Nguyen has cited Lilith Fair as an influence on her early career, and that folksy, singer-songwriter character -- simple chords, baby-soft voices cooing Oberlin-ish poetical lyrics such as "baffle a skeleton dry" -- is most detectable on songs like "We the Common (for Valerie Bolden)" and "Kindness Be Conceived," featuring Joanna Newsom.
Since releasing her first album, 2008's "We Brave Bee Stings and All," Nguyen has given herself over to the thrill of experimentation. She's still an admirer of uncomplicated chords and moody tones, but presents them in an unorthodox way that's less of a precise arrangement than it is a messy assemblage. This is neo-tribal indie folk, I guess the Internet is calling it, and it's only been expanded from 2011's partnership with Mirah Yom Tov Zeitlyn ("Thao and Mirah").

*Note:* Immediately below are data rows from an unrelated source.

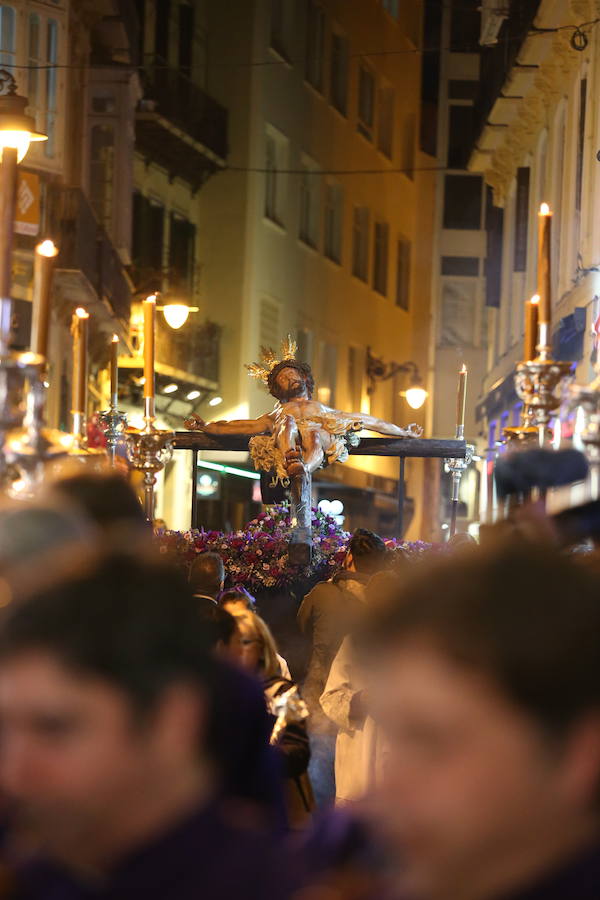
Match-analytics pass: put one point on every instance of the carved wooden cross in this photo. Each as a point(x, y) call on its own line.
point(300, 487)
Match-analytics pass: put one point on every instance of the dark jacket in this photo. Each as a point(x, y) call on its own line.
point(214, 854)
point(326, 616)
point(295, 750)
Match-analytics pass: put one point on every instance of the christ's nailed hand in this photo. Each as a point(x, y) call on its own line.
point(194, 423)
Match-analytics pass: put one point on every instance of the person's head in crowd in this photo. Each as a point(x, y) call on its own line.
point(207, 575)
point(259, 650)
point(462, 542)
point(367, 552)
point(237, 600)
point(224, 632)
point(104, 705)
point(486, 684)
point(108, 500)
point(41, 543)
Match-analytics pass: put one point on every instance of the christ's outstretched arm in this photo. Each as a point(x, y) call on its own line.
point(262, 425)
point(370, 423)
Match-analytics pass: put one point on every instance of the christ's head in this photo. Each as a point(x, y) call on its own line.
point(291, 380)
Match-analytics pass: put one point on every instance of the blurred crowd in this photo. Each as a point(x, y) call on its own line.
point(443, 742)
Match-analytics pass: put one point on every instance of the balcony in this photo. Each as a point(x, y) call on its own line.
point(179, 126)
point(88, 266)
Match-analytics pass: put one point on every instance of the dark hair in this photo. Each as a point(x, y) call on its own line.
point(304, 370)
point(207, 574)
point(526, 617)
point(368, 550)
point(233, 595)
point(105, 499)
point(130, 623)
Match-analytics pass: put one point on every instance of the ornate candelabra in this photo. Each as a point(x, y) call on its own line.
point(113, 423)
point(538, 383)
point(149, 450)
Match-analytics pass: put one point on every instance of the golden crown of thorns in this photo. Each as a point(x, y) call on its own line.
point(269, 359)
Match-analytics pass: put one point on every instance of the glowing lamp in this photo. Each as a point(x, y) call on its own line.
point(17, 130)
point(176, 314)
point(416, 396)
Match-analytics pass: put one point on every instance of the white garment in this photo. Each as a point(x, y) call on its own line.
point(284, 668)
point(358, 747)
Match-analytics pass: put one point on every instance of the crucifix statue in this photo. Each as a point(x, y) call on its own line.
point(300, 435)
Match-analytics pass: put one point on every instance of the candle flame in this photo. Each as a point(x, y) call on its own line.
point(47, 248)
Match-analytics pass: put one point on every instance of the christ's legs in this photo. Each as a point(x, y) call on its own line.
point(312, 450)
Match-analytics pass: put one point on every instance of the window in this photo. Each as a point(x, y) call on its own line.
point(315, 45)
point(102, 172)
point(305, 345)
point(281, 21)
point(360, 243)
point(462, 202)
point(334, 216)
point(393, 7)
point(366, 102)
point(408, 145)
point(460, 265)
point(403, 273)
point(327, 373)
point(460, 136)
point(8, 36)
point(380, 262)
point(310, 203)
point(147, 243)
point(275, 161)
point(268, 326)
point(580, 143)
point(458, 313)
point(356, 375)
point(181, 254)
point(521, 219)
point(339, 73)
point(385, 138)
point(42, 85)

"We the Common" is an unpredictable, dangerously catchy album that's caused me to wake up with one song or another in my head for more than a week now. It swings, it dives, it scratches all of these funny little itches that come out of nowhere. I truly cannot get these songs out of my mind, which is understandable on one hand because I'm the one reviewing it, but also they're really good songs.
Wily and brazen, they careen all over the map (if one was written in the first place), and Thao & the Get Down Stay Down employ barrages of horns, chimes, and backing tracks that sometimes do little but breathe into vintage microphones. "City" starts off like an early Red Hot Chili Peppers B-side, and the psychedelic guitar screech in "Move" leads the ear in one direction while it's follow-up, "Clouds For Brains," is an unsettling dirge as seductive as the witch beckoning you into her candy house.
I'm particularly hooked on "The Feeling Kind," a getting-ready-for-a-night-out kind of track that, with its thumping beat and jazzy horns, sounds like a New Orleans funeral march up Sesame Street. "Human Heart" is another sax-heavy track with retro influences that tip just so into "Age of Ice," a closer with a blues guitar riff lazing behind the verse.
The vocals do sometimes over rely on the flattened distortion that's steadily becoming the Auto-Tune of the indie-music world. This effect paired with atonal yelps and untuned strings brings to mind (accurately or not) the cringe-worthy trope of a video populated by bokeh-obscured white girls wearing feathered headdresses. However, more of "We the Common" resists this unwelcome image than not, and the album is best when it gets out of its head and back to a libertine disregard for convention.
Anyone can tell you that being cool is all about not caring whether or not you are, and when Thao & The Get Down Stay Down keeps their approach to their material cavalier, the result is a devastating left hook wrapped in a velvet glove; injuries forgiven, the memory lingering, and something to tell your friends about.